Die Niederlande sind beim World Cup of Darts am vergangenen Wochenende im Viertelfinale ausgeschieden. Michael van Gerwen und Dirk van Duijvenbode waren den Schotten nicht gewachsen. Raymond van Barneveld und Co Stompé mussten es mit ansehen.

Van Gerwen gewann zwar das Eröffnungsspiel gegen John Henderson, aber dann verlor van Duijvenbode gegen Peter Wright und auch das Doppel.

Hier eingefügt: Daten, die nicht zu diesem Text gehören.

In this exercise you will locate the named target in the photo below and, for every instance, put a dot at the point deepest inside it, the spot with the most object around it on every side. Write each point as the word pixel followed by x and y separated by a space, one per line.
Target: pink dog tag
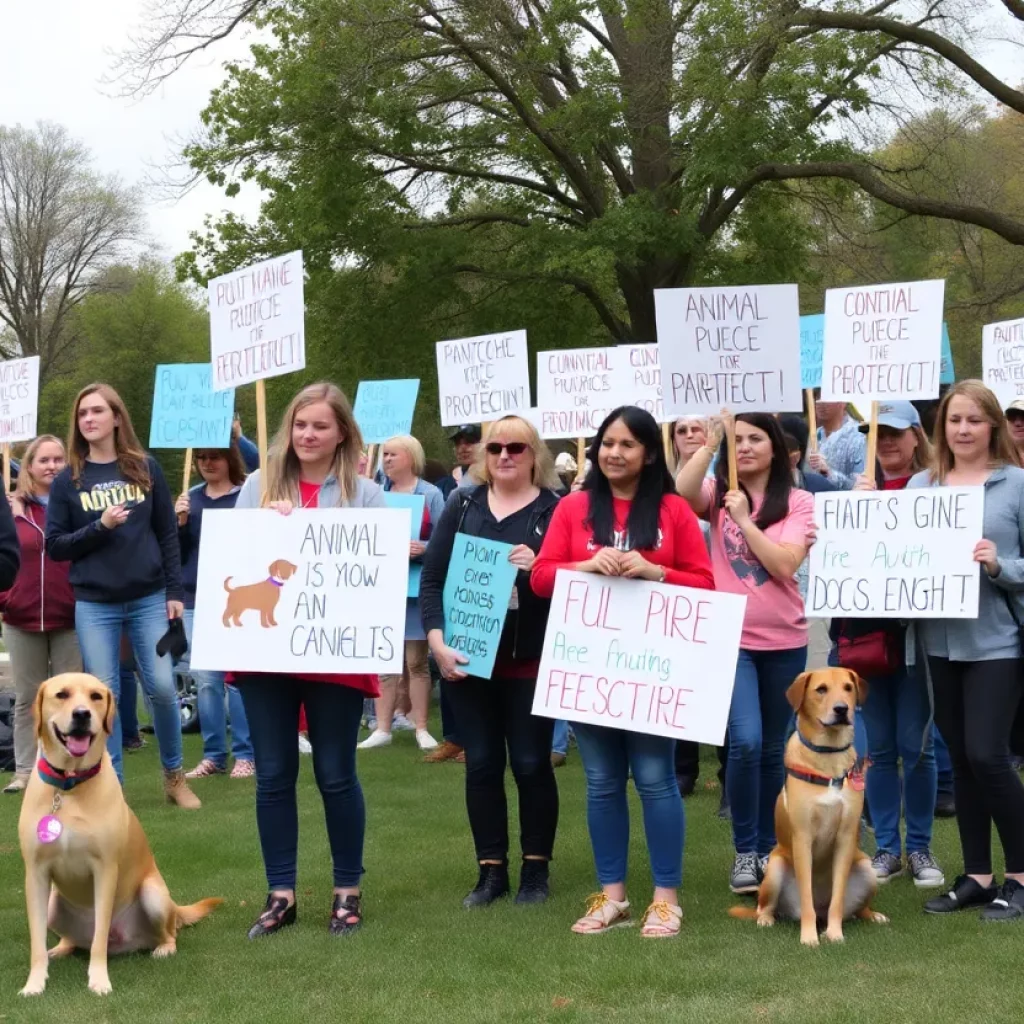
pixel 48 829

"Das hätte vermieden werden können. Die Niederlande hätten gegen Schottland, das selbst nicht gut gespielt hat, gewinnen können und vielleicht auch müssen. Michael machte seine Sache im Einzel gut, aber van Duijvenbode verschenkte das Spiel gegen Wright, weil er zu viele Doppel verpasste. Das war auch das Problem in den Teammatches, wo sowohl Michael als auch Dirk zu viele Doppel verpasst haben", sagte van Barneveld bei RTL 7.

Teufelskreis

"Michael und Dirk sind beide nicht in Bestform und das merkt man in den entscheidenden Momenten", so Stompé weiter. "Es ist an der Zeit, dass Michael wieder ein Turnier gewinnt, es ist zu lange her, und so etwas geht einem zwangsläufig durch den Kopf. Es ist wichtig, aus diesem Teufelskreis auszusteigen."